Have you ever considered going back to your younger self to warn her about what’s coming to her? Or to advise her as she’s about to make a life-changing decision?
Before I started my spiritual journey, I used to think back to what my life had been. Sometimes I thought that I should have done this, or I shouldn’t have done that. As if regret was going to fix anything.
The 7 words
One day I did an exercise in which I visualized me getting in front of my 9 year-old self. I imaged us sitting on a sidewalk next to an ice-cream stand, eating our ice cream cone.
I wanted to bring up the conversation about the life she was going to live but I didn’t know where to start.
As I was in that visualization, I imagined how I would go through each of the life turning points and emotional painful events and tell her what to do and not to do. While I imagined that, we each continued to eat our ice creams in silence.
As I imagined so many events, I felt overwhelmed. How can I tell a 9 year-old child everything that’s coming without traumatizing her? I continued imagining this event and that event. And thinking about saying don’t go here, don’t say that, don’t buy this, don’t trust that.

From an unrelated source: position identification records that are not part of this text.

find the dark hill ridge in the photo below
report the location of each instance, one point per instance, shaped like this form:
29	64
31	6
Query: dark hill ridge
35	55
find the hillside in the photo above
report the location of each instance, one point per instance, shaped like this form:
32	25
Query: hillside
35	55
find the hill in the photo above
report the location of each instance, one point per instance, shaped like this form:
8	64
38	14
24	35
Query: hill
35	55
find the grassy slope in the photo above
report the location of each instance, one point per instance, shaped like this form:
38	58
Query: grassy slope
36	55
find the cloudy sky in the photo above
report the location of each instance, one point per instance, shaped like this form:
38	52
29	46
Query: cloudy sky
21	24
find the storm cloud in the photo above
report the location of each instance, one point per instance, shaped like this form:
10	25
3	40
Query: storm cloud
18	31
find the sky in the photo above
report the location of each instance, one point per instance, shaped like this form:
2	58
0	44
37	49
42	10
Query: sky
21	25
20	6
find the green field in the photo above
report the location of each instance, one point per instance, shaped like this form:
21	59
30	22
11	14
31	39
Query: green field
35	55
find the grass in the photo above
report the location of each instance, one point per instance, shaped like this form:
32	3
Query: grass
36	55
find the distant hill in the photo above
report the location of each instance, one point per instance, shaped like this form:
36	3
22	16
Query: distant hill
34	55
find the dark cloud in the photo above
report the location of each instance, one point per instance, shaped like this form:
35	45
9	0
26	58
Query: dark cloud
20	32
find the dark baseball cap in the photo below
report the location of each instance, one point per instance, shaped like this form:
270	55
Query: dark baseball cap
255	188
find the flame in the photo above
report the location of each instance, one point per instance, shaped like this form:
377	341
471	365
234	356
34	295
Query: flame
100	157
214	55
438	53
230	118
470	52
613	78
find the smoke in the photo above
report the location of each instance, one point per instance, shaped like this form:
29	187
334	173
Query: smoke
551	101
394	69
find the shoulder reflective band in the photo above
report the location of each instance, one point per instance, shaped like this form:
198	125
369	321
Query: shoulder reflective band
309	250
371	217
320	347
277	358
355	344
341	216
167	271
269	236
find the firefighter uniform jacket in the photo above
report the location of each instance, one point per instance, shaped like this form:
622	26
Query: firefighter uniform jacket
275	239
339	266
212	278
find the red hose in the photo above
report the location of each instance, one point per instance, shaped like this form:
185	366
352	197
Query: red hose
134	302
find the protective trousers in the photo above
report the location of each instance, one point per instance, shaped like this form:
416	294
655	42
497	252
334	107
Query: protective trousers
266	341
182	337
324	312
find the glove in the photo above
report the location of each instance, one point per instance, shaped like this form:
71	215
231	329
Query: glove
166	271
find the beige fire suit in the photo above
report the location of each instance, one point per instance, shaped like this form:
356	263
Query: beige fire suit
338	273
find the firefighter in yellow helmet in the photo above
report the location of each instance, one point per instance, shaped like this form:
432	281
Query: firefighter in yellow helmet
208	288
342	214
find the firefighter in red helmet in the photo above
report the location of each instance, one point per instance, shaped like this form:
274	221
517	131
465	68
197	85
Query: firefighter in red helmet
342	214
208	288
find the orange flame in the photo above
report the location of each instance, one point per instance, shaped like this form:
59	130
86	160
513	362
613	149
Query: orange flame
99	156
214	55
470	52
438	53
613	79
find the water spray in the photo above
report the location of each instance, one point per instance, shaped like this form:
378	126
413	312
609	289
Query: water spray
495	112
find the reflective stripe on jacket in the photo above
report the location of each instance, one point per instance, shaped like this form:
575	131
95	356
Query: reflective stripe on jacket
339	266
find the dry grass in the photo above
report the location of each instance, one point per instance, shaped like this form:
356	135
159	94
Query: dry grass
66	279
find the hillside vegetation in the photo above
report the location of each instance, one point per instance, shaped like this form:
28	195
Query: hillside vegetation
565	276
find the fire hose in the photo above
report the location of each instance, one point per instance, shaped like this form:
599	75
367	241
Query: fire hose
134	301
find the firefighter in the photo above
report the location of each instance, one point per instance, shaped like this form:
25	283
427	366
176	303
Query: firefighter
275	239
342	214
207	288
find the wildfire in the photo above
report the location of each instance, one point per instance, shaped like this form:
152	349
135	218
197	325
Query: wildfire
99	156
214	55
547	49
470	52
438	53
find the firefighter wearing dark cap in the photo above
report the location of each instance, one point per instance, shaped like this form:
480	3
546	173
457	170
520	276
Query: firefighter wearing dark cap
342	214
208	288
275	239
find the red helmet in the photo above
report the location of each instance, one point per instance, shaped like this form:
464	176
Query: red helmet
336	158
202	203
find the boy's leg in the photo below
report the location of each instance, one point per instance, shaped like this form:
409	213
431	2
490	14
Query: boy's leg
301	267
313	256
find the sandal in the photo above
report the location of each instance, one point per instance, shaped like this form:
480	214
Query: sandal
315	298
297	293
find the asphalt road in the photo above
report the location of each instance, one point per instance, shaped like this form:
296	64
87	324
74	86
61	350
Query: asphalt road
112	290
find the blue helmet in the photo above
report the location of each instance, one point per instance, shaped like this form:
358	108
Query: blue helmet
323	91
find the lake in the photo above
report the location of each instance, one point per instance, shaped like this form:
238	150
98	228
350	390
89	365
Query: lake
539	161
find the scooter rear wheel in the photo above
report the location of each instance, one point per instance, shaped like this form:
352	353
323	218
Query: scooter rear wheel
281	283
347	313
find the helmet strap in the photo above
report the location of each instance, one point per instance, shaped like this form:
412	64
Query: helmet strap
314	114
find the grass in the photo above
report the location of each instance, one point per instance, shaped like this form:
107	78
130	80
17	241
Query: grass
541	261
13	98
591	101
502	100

Then a sudden sense of peace wrapped my mind and body, as if an angel was hugging me to calm down my racing thoughts. I suddenly had the realization that I only needed to tell her 7 words: “Remember to always follow your inner guidance.”
Somehow, I knew within me that if she did that, she would be good.

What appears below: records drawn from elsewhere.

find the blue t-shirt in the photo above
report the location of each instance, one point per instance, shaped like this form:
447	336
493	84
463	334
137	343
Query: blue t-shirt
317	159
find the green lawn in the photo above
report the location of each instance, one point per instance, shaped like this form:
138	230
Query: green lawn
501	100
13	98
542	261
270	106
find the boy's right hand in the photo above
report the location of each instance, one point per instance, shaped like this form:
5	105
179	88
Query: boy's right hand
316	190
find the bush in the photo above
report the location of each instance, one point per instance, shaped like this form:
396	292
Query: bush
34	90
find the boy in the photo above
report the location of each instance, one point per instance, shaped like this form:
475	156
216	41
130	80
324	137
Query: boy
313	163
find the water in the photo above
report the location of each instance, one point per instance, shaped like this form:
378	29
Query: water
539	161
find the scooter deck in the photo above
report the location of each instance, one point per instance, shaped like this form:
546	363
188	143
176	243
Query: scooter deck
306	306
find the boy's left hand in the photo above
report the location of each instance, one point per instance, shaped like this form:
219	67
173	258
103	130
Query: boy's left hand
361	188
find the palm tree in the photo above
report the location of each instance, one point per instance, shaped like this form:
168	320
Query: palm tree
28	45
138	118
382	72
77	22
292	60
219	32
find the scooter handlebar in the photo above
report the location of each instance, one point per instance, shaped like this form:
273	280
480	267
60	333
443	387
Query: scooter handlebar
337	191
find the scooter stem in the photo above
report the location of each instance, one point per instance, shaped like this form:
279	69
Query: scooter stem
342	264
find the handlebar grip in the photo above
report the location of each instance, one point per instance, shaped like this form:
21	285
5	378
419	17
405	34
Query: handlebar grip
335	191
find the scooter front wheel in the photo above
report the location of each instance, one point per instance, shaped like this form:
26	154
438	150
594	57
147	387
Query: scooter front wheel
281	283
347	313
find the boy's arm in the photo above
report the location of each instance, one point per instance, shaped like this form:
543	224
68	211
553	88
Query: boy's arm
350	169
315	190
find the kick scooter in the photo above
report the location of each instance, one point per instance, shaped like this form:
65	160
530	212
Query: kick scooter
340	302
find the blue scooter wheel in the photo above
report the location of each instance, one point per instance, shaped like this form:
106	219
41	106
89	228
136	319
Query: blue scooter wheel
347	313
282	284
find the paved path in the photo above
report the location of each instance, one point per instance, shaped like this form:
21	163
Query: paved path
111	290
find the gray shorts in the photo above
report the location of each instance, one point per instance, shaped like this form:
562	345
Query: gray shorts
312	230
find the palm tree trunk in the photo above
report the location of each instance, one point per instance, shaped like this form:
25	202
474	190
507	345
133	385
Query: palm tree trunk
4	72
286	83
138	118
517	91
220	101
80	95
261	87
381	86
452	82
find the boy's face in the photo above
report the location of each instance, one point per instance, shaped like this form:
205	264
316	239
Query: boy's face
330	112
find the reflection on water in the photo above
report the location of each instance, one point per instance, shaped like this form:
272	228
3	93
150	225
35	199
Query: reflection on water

I told her the 7 words, she smiled at me as if saying, “I know that,” and we continued eating our ice cream on that side walk as we both had the inner sense that all will be well.
What would you tell your younger self?
I recommend you to do the visualization exercise in which you meet your, I don’t know, 7, 8, 9 10, or whatever age you remember you felt hurt or when you made a decision and your life took on another direction.
Go back to that younger self and give her the advice you think she needs for the life she will live—but only use 7 words or less.
Keeping a maximum number of words to tell her, will prevent you from go into any specifics. It will also be less overwhelm for both of you, but it will still allow you give her guidance so she’s prepared for all she will go through.
Ponder on the words that you came up for your younger self then look back at you own life. You will probably realize that’s exactly what you did all of your life.
This will help you find some inner peace now. And, who knows, possibly some emotional release and healing might occur.
Caring for your inner child has a powerful and surprisingly quick result: Do it and the child heals." —Martha Beck
We all have our own regrets. If we want to heal from them, we need to be compassionate for our younger selves. They did the best they could with what they knew at the moment. Now, it’s up to you to make sure everything is better from now on.